Ein Meister der Imitationen

Theresa Ogando

Von Theresa Ogando

Sa, 12. Oktober 2019

Staufen

Reiner Kröhnert begeistert bei der 30. Staufener Kulturwoche mit vielfältigen Rollen.

STAUFEN. "All news today are fake news". Mit erhobenen Armen, geschürzten Lippen und einer USA Kappe tritt Reiner Kröhnert auf die Bühne im Spiegelzelt in Staufen. Und dem Publikum ist sofort klar, wen der begnadete Parodist darstellt – Donald Trump. Dann zieht der Kabarettist die Kappe ab, ändert Mimik und Gestik und plötzlich erkennt man in ihm mit seiner pastoralen Rhetorik den ehemaligen Bundespräsidenten Joachim Gauck. Herausragend sind die wiederkehrenden Elemente des Programms "GeTWITTERwolken". Erich Honecker und Adolf Hitler in der Unterwelt sowie die Talksendung "Der Intellekt hat viele Gesichter" unter Moderation von Michel Friedmann beeindruckten das Publikum besonders.

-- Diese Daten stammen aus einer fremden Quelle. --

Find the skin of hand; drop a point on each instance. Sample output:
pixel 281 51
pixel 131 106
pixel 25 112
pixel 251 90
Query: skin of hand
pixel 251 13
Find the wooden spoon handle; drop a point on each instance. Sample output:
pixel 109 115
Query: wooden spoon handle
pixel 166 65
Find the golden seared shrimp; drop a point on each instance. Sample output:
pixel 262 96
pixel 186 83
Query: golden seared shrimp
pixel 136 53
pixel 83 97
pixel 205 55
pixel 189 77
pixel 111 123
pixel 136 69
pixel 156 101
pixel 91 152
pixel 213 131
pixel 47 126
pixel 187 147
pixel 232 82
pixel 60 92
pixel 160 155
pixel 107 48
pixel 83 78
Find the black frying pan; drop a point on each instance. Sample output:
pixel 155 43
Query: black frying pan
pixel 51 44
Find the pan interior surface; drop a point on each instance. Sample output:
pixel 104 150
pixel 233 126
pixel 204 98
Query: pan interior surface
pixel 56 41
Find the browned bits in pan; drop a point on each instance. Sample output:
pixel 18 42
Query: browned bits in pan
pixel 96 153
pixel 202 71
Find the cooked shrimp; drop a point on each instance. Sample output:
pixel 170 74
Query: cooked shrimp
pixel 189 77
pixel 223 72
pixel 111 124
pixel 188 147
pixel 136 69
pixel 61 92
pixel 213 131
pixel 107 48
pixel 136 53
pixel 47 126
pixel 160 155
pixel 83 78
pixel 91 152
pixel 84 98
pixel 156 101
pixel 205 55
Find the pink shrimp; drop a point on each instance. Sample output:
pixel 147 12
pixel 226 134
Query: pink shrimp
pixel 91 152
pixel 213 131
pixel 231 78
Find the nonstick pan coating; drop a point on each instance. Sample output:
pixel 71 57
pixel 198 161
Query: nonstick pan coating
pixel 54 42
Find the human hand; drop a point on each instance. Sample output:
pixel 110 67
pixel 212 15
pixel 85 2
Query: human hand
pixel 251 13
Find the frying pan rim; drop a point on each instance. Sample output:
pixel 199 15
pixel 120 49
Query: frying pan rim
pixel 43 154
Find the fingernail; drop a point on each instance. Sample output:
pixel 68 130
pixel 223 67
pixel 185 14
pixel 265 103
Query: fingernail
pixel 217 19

Innerhalb von Sekunden wechselt der Kabarettist zwischen Personen. Eine Talkshow mit sechs Personen stellt er ohne Requisiten und ohne Kostüme dar und trotzdem hat man das Gefühl Michel Friedmann, Boris Becker und Daniela Katzenberger diskutieren in Staufen.

Die Menge lachte bei Kröhnerts Erich-Honecker-Impressionen, mit Fistel-Stimme, sächsischem Dialekt und immer wiederkehrendem "antifaschschschistisch", besonders laut. Am Ende präsentierte Kröhnert noch seine Originalstimme: "Noch einfacher ist nur noch die Stimme von Erich Honecker", sagte er. Alle Imitationen gelangen dem Parodisten fantastisch. Besonders die von Dieter Bohlen und Gerhard Schröder ragten heraus sowie die Haltung und der Gesichtsausdruck von Friedrich Merz.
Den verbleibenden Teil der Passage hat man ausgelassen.